Huawei's new Kirin 950 Smartphone Chip Boasts Speed And Power Savings
On Wednesday in Beijing, Huawei's HiSilicon introduced its Kirin 950 chipset with more power and improved energy efficiency, positioned to challenge Samsung's Exynos and Qualcomm's Snapdragon offerings. The Kirin 950 is comprised of four ARM Cortex A72 processors running up to 2.53 GHz clock speeds and four 1.8 Ghz lower-power Cortex A53 processors.
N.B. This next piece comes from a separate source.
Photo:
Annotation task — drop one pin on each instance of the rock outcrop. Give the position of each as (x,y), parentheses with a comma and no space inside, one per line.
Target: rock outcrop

The chip has been made using TSMC's 16FF+ technology and packs a speedy Mali T880 graphics chip clocked at up to 900MHz as well as a Category 6 LTE modem (up to 300Mbps) as well as sensor package that Huawei calls the i5.
HiSilicon has also implemented cutting-edge and competitive ISP/DSP integrated in the SoC.
The new SoC can now decode HEVC at up to 4K resolution at 30fps, but the encode capabilities have not evolved from the previous generation and thus is limited to 1080p30 H264.
Kirin 950 is the first in the mobile industry to employ a hybrid LPDDR3 / LPDDR4 memory controller.
In terms of power consumption, HiSilicon says the A53's max out at around 200mW while the A72's go up to ~1450mW.
HiSilicon says the chip boost performance by 40 percent over its prior silicon while dropping energy consumption by 60 percent. They also claim that equates to 10 more hours of normal use with a 3500 mAh battery.
The company estimates that the A72 is overall 11% faster clock-for-clock than current A57 designs, so together with the slightly higher clocks we should see the Kirin 950 perform about 20% better than the Exynos 7420 in CPU-bound tasks.